Başkan Aktürk: “Milletimizin şerefli geçmişinde ne soykırım ne de katliam mahcubiyeti vardır”

A
A
A
Başkan Aktürk: “Milletimizin şerefli geçmişinde ne soykırım ne de katliam mahcubiyeti vardır”

Erzincan Baro Başkanı Adem Aktürk, soykırım yalanlarını şiddetle kınadıklarını ifade ederek, “Milletimizin şerefli geçmişinde ne soykırım ne de katliam mahcubiyeti vardır” dedi.

Erzincan Baro Başkanı Adem Aktürk, soykırım yalanlarını şiddetle kınadıklarını ifade ederek, “Milletimizin şerefli geçmişinde ne soykırım ne de katliam mahcubiyeti vardır” dedi.

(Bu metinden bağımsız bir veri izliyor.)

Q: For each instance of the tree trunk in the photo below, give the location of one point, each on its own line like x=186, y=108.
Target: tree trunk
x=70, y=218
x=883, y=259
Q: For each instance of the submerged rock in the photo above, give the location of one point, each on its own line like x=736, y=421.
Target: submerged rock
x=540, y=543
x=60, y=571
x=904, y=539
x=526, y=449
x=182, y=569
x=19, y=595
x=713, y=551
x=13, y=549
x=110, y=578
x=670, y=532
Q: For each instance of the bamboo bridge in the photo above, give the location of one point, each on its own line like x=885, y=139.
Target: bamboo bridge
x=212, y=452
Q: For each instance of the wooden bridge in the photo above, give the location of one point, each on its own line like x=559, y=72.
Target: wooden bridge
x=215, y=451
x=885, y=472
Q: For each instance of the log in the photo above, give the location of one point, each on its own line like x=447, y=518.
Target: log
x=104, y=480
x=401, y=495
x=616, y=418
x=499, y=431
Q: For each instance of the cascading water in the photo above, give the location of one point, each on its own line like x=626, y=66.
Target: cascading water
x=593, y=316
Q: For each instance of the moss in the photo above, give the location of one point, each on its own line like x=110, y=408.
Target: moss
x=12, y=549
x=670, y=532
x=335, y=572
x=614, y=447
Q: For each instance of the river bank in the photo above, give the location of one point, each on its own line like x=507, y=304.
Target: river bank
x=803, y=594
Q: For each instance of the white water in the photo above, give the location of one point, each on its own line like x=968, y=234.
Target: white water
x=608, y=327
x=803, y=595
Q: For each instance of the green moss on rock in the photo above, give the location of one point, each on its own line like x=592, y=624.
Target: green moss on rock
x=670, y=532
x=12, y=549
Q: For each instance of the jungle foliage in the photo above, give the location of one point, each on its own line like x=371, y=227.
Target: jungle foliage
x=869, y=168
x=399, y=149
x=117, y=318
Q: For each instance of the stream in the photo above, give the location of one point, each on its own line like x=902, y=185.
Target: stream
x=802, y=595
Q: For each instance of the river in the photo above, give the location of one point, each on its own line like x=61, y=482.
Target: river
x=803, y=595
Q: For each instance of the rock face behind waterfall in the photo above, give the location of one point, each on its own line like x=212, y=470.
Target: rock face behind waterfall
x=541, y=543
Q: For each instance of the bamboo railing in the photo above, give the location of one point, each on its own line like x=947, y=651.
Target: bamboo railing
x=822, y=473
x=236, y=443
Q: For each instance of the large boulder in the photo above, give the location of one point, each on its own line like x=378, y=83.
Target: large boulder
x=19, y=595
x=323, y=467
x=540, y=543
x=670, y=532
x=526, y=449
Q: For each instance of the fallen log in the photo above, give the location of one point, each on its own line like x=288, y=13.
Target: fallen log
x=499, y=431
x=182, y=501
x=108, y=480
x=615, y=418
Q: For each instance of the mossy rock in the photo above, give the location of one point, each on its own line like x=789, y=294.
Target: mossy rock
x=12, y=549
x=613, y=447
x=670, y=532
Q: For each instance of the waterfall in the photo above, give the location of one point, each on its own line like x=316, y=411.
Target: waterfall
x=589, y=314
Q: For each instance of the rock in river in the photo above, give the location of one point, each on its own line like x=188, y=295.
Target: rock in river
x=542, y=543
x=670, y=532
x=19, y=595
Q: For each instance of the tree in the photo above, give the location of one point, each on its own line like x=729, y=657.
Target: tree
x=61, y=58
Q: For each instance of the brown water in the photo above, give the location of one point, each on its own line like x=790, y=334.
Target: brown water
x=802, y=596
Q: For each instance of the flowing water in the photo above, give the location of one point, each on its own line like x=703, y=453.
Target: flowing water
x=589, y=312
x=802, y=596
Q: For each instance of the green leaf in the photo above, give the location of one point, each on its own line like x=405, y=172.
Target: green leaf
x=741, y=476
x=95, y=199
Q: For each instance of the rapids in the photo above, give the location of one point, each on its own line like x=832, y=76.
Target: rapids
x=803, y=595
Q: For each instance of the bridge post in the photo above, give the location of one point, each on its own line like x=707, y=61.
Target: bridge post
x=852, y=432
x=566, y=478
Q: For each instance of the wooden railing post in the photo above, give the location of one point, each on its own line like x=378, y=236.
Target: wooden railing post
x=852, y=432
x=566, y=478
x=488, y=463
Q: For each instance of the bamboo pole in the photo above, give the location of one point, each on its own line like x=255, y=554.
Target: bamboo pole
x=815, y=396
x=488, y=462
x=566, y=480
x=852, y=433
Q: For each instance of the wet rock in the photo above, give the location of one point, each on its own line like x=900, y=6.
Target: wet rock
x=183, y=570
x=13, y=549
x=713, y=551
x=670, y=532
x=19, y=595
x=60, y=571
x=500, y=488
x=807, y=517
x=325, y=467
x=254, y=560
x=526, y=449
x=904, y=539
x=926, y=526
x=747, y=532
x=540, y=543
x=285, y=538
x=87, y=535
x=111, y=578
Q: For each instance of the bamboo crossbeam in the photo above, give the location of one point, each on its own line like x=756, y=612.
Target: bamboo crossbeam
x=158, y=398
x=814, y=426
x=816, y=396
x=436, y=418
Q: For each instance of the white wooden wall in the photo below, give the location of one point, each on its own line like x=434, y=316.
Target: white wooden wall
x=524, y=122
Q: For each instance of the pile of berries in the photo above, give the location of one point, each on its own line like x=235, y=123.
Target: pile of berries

ABD Başkanı Biden’ın 1915 olaylarına dair yapmış olduğu Ermeni soykırımı iftiralarını kabul eden 24 Nisan tarihli açıklamasını kınadıklarını kaydeden Baro Başkanı Adem Aktürk, “Yıllardır arşivlerin açılması ve meselenin tarihçilere bırakılması yönündeki sağduyulu çağrılarımıza rağmen, siyasi düşüncelerle yapılan bu tip açıklamalar maksatlıdır ve tarihi gerçeklerle çelişmektedir. Ermeni meselesinin bilimsel açıdan değerlendirilebilmesi için, ABD ve İngiltere başta olmak üzere batılı devletlerle Rusya, Gürcistan ve Ermenistan devletlerinin o döneme dair arşivlerinin erişilebilir olması gerekir. Halbuki konuyu tarihi anlamda açıklığa kavuşturacak bu kaynaklar ya tamamen kapalıdır veya kısıtlı olarak bilim insanlarının çalışmalarına açılmıştır. Oysa Türkiye bu hadiseye ilişkin kaynakları tamamen ve kısıtlamasız olarak açmış bulunmaktadır. İşin bir başka ve önemli yönü ise hukuki boyutudur. Radikal Ermeni çetelerinin 1890’dan 1896’ya kadar devam eden isyanları ve 1. Dünya savaşında paramiliter unsurların tedhiş ve katliamlara karşı Osmanlı Devleti "Muvakkat Sevk ve İskan Kanunu” ile meşru müdafada bulunmuştur. 1915 yılının 27 Mayıs’ında kabul edilen bir kanunla, Ermeni toplumunun bazı kesimlerinin bir yerden başka bir yere, ama başka bir ülkeye değil, devletin bir noktasından yine başka bir noktasına nakillerini ön gören bir düzenleme yapılmıştır. Söz konusu olağanüstü süreçte ermeni toplumunun paramiliter örgütlerinin cephe gerisindeki masum insanlara yönelik katliamlara girişmesi ile Osmanlı Devleti acilen bu konuyu hukuk zeminine taşımak zorunda kalmıştır.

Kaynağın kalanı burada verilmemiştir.